The electro-mechanical response of carbon fiber flocked composite with a flock density of 1500 fibers/mm² is shown in the Figure 3. Again, the plot consists of three distinct sections. Section-I shows a slight increase in resistance as the CNTs and the carbon fiber change their orientation and tend to separate, causing a decrease in electron hopping between conductive elements. Section-II, much different than that of the unflocked composite from Figure 2, indicates a steady increase in resistance which may be due carbon fiber pull out between the laminates. Section-III shows increasing slope of resistance change compared to that of the unflocked sample, unlike the decreasing slope of the resistance change in Figure 2. Thus flocked carbon fibers seem to have significant influence on the change in damage growth within the composite.

The volume resistivity values of glass fiber laminated composites of without flocking and carbon fiber flock density of various densities are shown in Figure 4a. The addition of carbon fibers with flocking between laminates drastically reduced the volume resistivity. The carbon fibers generated an effective three-dimensional conductive network neighboring CNTs in the composite system. Figure 4b shows the calculated Young’s modulus for each sample. As seen, the 500 flock density is an outlier and further investigation for this case is in progress. With 1000 carbon fiber flock per square millimeter a decrease of 3 GPa is observed in the Young’s modulus.
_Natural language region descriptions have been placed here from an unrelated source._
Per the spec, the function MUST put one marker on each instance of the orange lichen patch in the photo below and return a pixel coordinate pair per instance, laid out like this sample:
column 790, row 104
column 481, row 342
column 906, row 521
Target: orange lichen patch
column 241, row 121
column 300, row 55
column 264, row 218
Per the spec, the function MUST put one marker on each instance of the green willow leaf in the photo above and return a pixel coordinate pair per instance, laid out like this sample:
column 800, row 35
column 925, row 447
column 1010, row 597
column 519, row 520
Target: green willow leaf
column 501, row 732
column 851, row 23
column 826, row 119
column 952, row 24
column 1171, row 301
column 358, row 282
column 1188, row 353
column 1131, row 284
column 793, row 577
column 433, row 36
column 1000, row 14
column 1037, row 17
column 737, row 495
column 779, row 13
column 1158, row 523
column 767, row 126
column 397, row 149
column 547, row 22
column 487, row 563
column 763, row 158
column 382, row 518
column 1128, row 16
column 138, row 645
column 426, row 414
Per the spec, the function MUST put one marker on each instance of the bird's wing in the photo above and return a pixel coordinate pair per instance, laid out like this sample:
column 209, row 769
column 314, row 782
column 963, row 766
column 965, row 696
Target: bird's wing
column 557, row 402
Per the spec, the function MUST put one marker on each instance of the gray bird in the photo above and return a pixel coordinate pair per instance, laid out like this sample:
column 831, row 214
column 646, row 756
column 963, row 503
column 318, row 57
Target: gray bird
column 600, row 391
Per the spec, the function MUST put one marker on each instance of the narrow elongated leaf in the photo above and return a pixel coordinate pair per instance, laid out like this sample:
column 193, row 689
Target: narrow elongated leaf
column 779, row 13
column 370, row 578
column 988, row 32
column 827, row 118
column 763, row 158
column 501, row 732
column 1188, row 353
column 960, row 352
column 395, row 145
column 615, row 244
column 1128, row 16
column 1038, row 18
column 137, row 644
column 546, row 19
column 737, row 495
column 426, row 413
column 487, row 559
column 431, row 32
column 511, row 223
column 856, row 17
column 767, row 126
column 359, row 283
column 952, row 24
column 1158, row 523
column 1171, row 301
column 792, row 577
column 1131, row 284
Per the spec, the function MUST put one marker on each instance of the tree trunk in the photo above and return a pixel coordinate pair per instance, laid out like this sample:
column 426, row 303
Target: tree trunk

Flock decreases the stiffness of the composite (as the carbon flock is normal to the loading direction) but as demonstrated in earlier studies, it does increase the overall fracture toughness [16,17].

In conclusion, we have optimized several parameters such as fiber length, diameter, and density to generate an effective 3-D electrical conductive network formed by the CNTs and the flocked carbon fibers for sensitive in-situ damage detection in materials in addition to providing improved mechanical properties such as superior fracture toughness for damage tolerance. We have characterized the electromechanical responses of these composites under mechanical loading to investigate damage formation and evolution. Further characterization and testing and correlation of data obtained from a variety of techniques is underway and is highly promising for superior damage-tolerant and zero-maintenance structural materials.